Description:
Although mysqlrpladmin is supposed to check errant transactions if --force is not used, it doesn't do so, making it dangerous to use for any GTID-based failover/switchover.
How to repeat:
1) Set up a master and 2 slaves, using GTID replication.
Here is my config:
$ mysqlrpladmin --master=root@localhost:13001 --discover-slaves-login=root --quiet health
# Discovering slave at localhost:13002
# Found slave: localhost:13002
# Discovering slave at localhost:13003
# Found slave: localhost:13003
+------------+--------+---------+--------+------------+---------+
| host | port | role | state | gtid_mode | health |
+------------+--------+---------+--------+------------+---------+
| localhost | 13001 | MASTER | UP | ON | OK |
| localhost | 13002 | SLAVE | UP | ON | OK |
| localhost | 13003 | SLAVE | UP | ON | OK |
+------------+--------+---------+--------+------------+---------+
2) Create an errant transaction on localhost:13003 and remove the corresponding entry in the binlogs:
mysql> CREATE DATABASE test2;
mysql> flush logs;
Query OK, 0 rows affected (0,02 sec)
mysql> show binary logs;
+------------------+-----------+
| Log_name | File_size |
+------------------+-----------+
| mysql-bin.000001 | 69309 |
| mysql-bin.000002 | 1237667 |
| mysql-bin.000003 | 617 |
| mysql-bin.000004 | 231 |
+------------------+-----------+
sb3> purge binary logs to 'mysql-bin.000004';
3) Switch over to localhost:13003 using mysqlrpladmin:
$ mysqlrpladmin --master=root@127.0.0.1:13001 --new-master=root@127.0.0.1:13003 --discover-slaves-login=root --demote-master --rpl-user=repl:repl --verbose switchover
# Discovering slaves for master at 127.0.0.1:13001
# Discovering slave at localhost:13002
# Found slave: localhost:13002
# Discovering slave at localhost:13003
# Found slave: localhost:13003
# Checking privileges.
# WARNING: You may be mixing host names and IP addresses. This may result in negative status reporting if your DNS services do not support reverse name lookup.
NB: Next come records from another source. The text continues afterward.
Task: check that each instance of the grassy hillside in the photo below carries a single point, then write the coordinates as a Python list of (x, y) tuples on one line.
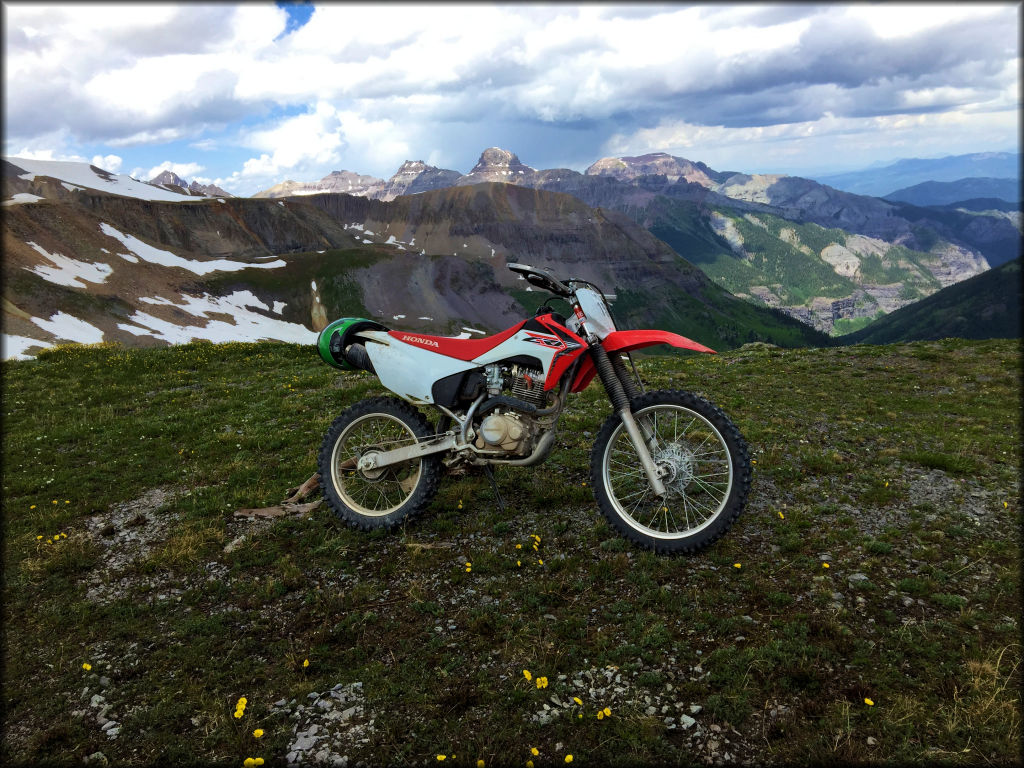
[(134, 596), (985, 306)]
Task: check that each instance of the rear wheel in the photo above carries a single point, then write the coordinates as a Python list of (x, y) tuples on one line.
[(377, 498), (704, 464)]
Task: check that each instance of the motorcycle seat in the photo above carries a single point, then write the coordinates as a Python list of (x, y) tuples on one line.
[(460, 348)]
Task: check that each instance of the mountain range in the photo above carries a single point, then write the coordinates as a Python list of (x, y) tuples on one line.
[(172, 181), (93, 256), (87, 262), (886, 179), (868, 255)]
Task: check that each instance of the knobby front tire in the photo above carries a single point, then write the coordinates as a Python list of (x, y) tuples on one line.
[(383, 498), (707, 465)]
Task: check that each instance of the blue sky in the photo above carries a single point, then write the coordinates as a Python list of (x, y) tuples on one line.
[(247, 95)]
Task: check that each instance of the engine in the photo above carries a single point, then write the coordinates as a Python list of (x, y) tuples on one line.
[(505, 428), (502, 430)]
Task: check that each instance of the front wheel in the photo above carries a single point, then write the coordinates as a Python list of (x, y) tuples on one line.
[(378, 498), (704, 463)]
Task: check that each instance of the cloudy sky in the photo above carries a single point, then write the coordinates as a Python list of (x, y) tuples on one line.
[(250, 94)]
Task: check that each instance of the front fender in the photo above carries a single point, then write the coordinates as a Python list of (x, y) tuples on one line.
[(626, 341)]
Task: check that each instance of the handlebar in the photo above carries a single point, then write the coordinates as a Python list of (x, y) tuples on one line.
[(542, 279)]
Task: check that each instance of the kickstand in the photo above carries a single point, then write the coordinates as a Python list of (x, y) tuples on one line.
[(494, 485)]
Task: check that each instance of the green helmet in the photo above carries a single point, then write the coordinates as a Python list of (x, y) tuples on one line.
[(332, 340)]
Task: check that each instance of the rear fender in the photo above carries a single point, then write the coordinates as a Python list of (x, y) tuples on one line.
[(627, 341)]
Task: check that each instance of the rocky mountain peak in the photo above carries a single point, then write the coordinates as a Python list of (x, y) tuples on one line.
[(169, 177), (172, 181), (416, 176), (653, 164), (499, 165)]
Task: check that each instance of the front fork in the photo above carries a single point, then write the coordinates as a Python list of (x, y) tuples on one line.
[(621, 390)]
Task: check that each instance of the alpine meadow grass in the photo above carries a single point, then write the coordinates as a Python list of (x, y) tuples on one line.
[(864, 608)]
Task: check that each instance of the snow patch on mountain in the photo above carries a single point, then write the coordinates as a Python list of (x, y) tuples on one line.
[(23, 198), (248, 325), (70, 328), (14, 347), (165, 258), (68, 271)]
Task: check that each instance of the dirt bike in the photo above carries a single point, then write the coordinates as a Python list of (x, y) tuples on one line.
[(669, 469)]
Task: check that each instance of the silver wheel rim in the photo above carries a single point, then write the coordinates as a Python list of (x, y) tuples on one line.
[(382, 492), (697, 469)]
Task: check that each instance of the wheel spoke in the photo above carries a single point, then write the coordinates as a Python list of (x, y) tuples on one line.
[(697, 470)]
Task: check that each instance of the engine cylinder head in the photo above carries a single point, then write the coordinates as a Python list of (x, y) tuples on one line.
[(527, 385)]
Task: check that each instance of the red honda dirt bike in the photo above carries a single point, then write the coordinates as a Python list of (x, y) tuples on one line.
[(669, 469)]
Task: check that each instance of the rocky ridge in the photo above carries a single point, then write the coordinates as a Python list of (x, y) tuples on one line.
[(172, 181)]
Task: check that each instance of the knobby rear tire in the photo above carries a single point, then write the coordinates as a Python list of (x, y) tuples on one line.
[(710, 473), (380, 499)]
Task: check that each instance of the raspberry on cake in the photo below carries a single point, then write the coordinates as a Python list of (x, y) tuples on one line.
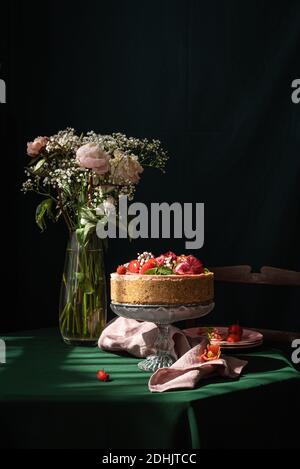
[(166, 279)]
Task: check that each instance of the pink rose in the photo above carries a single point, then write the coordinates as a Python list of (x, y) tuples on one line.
[(92, 157), (191, 265), (34, 148)]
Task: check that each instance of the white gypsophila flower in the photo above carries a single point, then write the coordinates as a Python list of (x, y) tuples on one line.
[(125, 169)]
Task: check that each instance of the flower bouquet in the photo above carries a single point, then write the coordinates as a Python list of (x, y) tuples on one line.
[(77, 174)]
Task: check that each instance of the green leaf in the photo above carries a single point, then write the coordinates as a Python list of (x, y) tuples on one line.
[(39, 165), (159, 271), (88, 216), (42, 209), (151, 271), (164, 270), (83, 233)]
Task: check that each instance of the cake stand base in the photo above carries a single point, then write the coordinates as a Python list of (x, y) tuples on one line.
[(154, 362)]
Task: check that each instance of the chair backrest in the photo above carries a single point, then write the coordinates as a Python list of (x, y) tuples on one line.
[(267, 275)]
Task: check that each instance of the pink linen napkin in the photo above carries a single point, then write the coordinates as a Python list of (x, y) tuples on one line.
[(188, 370), (137, 338)]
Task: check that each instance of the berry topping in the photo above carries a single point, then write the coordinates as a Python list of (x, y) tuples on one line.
[(121, 270), (150, 264)]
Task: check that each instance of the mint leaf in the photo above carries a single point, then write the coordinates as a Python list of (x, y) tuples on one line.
[(164, 270), (151, 271)]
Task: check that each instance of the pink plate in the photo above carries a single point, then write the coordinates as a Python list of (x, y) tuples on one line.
[(249, 339)]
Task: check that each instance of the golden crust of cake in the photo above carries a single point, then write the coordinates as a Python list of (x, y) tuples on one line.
[(162, 289)]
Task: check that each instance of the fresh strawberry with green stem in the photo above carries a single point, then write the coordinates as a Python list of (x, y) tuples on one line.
[(150, 264)]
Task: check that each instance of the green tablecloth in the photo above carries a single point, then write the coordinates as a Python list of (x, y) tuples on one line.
[(50, 398)]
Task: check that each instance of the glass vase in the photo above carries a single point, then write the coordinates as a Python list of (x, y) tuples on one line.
[(83, 302)]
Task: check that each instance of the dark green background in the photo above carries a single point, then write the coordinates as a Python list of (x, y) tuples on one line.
[(212, 80)]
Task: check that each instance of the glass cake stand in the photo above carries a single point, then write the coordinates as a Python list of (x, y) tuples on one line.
[(162, 316)]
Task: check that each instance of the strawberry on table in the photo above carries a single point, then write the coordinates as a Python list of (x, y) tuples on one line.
[(102, 375), (212, 352), (233, 338)]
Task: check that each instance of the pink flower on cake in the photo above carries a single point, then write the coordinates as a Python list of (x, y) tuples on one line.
[(92, 157), (34, 148), (190, 265), (170, 256)]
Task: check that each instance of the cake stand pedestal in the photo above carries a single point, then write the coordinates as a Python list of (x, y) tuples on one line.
[(162, 316)]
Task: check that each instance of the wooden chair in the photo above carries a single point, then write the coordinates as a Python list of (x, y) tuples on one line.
[(268, 276)]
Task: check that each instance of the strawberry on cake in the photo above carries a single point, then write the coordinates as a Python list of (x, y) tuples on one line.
[(166, 279)]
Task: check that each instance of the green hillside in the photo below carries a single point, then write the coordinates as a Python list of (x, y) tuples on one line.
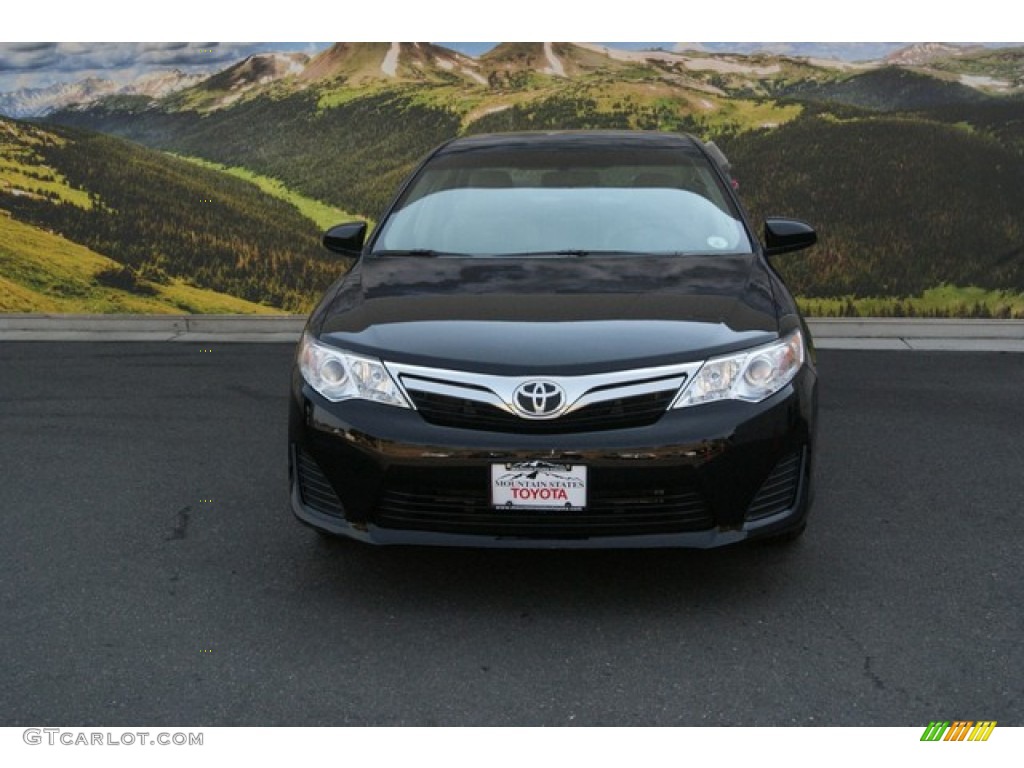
[(44, 272), (164, 217), (900, 205)]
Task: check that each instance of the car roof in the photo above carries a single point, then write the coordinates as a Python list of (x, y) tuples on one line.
[(554, 139)]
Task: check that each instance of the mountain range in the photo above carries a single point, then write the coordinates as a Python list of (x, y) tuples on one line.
[(911, 167), (359, 64)]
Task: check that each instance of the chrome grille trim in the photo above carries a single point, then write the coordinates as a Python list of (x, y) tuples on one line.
[(580, 390)]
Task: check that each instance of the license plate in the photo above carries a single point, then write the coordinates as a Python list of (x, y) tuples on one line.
[(539, 484)]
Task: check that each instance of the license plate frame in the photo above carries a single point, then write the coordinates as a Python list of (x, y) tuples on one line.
[(539, 485)]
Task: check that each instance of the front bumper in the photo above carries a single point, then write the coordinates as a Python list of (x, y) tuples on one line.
[(702, 476)]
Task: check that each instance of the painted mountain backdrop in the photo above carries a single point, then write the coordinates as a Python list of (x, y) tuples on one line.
[(185, 193)]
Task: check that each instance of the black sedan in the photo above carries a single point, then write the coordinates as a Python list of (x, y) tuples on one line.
[(567, 339)]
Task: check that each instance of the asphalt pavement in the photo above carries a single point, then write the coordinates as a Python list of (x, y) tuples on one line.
[(151, 571)]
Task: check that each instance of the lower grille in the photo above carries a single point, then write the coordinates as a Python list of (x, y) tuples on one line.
[(314, 487), (623, 413), (778, 493), (465, 508)]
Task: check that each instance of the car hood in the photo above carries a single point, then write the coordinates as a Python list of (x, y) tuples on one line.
[(567, 315)]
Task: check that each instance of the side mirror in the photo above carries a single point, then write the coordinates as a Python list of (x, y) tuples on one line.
[(346, 239), (782, 236)]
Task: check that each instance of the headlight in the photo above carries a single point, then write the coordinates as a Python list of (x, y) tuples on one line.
[(341, 376), (751, 376)]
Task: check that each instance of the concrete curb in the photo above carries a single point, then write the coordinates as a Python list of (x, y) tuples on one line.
[(842, 333)]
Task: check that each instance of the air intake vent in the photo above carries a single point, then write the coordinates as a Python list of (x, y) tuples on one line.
[(622, 413), (778, 492), (316, 492)]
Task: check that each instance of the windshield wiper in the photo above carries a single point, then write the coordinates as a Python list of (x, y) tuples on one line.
[(573, 252), (425, 252)]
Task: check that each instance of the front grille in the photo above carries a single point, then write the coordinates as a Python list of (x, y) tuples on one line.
[(623, 413), (418, 502), (314, 487), (778, 493)]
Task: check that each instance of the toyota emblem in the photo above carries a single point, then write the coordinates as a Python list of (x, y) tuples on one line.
[(539, 399)]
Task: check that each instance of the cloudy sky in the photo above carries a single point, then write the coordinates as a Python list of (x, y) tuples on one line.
[(40, 65)]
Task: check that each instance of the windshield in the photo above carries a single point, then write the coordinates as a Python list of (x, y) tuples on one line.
[(540, 201)]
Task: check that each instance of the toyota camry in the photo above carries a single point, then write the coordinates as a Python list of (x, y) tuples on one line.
[(564, 339)]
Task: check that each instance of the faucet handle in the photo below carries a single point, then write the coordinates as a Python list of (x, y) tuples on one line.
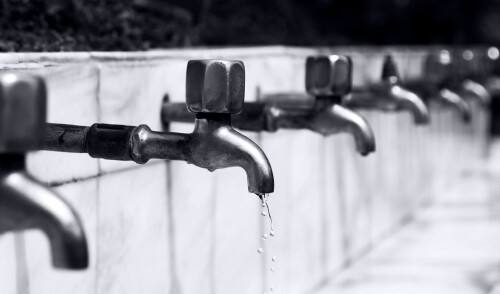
[(438, 66), (390, 70), (215, 86), (22, 112), (329, 75)]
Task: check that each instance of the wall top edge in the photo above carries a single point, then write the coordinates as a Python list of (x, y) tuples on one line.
[(48, 58)]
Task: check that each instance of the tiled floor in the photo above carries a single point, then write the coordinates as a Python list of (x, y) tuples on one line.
[(451, 247)]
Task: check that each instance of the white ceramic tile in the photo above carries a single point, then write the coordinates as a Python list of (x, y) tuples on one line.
[(11, 272), (43, 278), (192, 227), (134, 249), (237, 265), (131, 93)]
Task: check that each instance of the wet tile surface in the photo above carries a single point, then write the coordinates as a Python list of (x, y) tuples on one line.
[(451, 247)]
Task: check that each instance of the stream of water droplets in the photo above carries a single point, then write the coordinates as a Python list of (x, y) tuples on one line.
[(266, 212)]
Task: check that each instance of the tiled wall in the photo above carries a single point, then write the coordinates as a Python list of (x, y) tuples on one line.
[(169, 227)]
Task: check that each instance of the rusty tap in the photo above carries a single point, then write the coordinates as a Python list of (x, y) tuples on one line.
[(24, 202), (389, 95), (328, 79), (214, 90)]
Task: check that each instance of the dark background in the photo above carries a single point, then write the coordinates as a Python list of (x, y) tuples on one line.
[(76, 25)]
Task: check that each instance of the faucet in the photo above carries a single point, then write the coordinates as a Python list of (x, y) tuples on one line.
[(25, 203), (437, 72), (468, 69), (215, 89), (328, 79), (389, 95)]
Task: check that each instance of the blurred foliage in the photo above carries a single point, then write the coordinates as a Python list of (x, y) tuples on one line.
[(78, 25)]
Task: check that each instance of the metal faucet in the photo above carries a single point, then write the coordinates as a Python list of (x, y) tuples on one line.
[(437, 72), (25, 203), (467, 69), (389, 95), (214, 90), (328, 79)]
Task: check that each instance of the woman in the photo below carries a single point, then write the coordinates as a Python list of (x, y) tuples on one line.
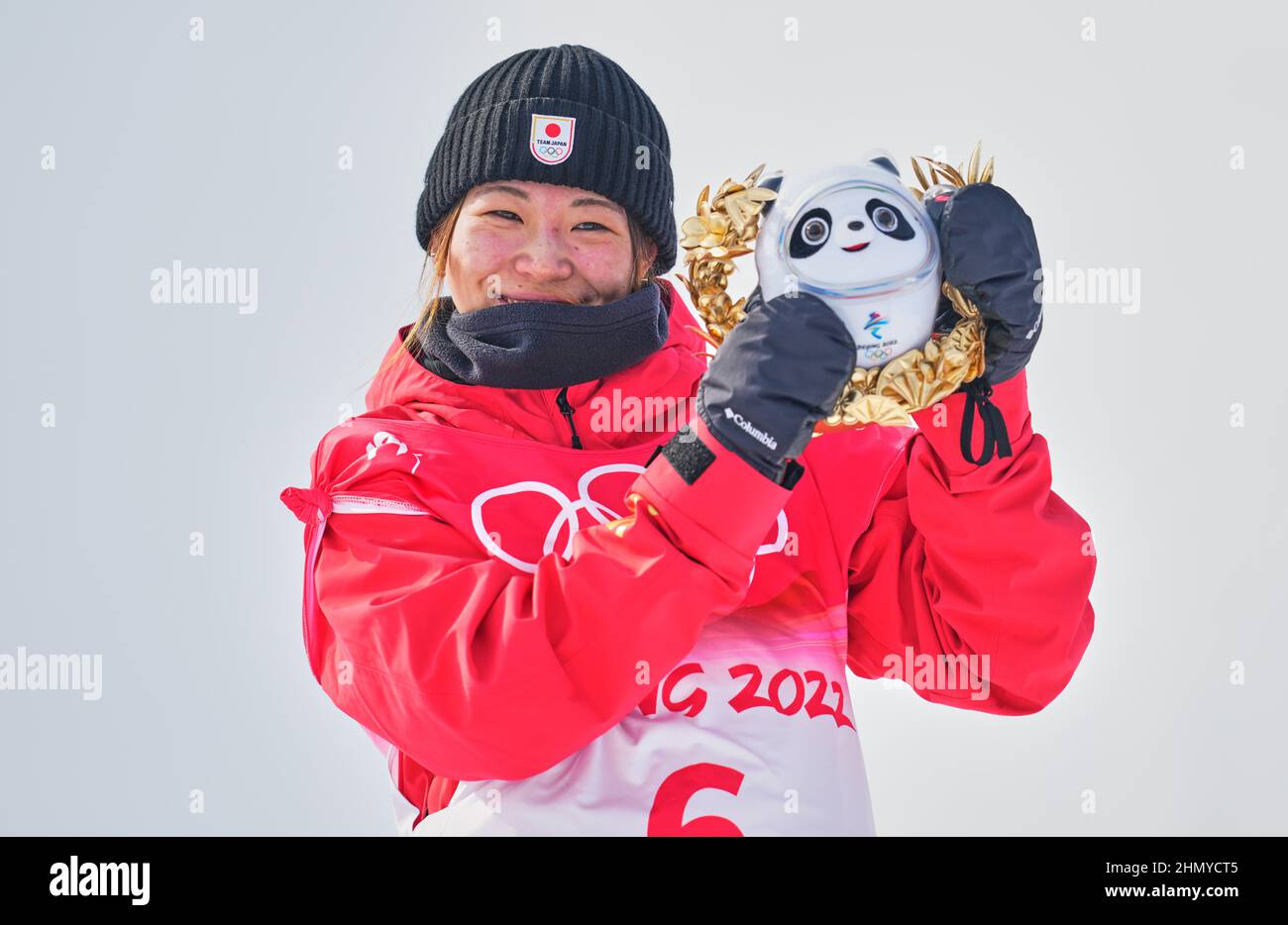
[(572, 580)]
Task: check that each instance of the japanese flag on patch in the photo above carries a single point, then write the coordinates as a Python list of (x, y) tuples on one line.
[(552, 138)]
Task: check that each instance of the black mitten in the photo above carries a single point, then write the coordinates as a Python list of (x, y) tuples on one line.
[(991, 254), (777, 373)]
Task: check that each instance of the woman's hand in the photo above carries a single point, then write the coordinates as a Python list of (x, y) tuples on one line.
[(991, 254), (774, 376)]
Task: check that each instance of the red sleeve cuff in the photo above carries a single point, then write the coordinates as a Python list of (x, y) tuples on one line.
[(726, 499), (943, 427)]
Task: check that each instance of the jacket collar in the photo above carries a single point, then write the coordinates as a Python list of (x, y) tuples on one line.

# Performing switchover from master at 127.0.0.1:13001 to slave at 127.0.0.1:13003.
# Checking candidate slave prerequisites.
# GTID_MODE=ON is set for all servers.
# Checking eligibility of slave 127.0.0.1:13003 for candidate.
# Slave connected to master ... Ok
# GTID_MODE=ON ... Ok
# Logging filters agree ... Ok
# Replication user exists ... Ok
# Checking slaves configuration to master.
# When the master_info_repository variable is set to FILE, the --rpl-user option may be used only if the user specified matches what is shown in the SLAVE STATUS output unless the --force option is used.
# Creating replication user if it does not exist.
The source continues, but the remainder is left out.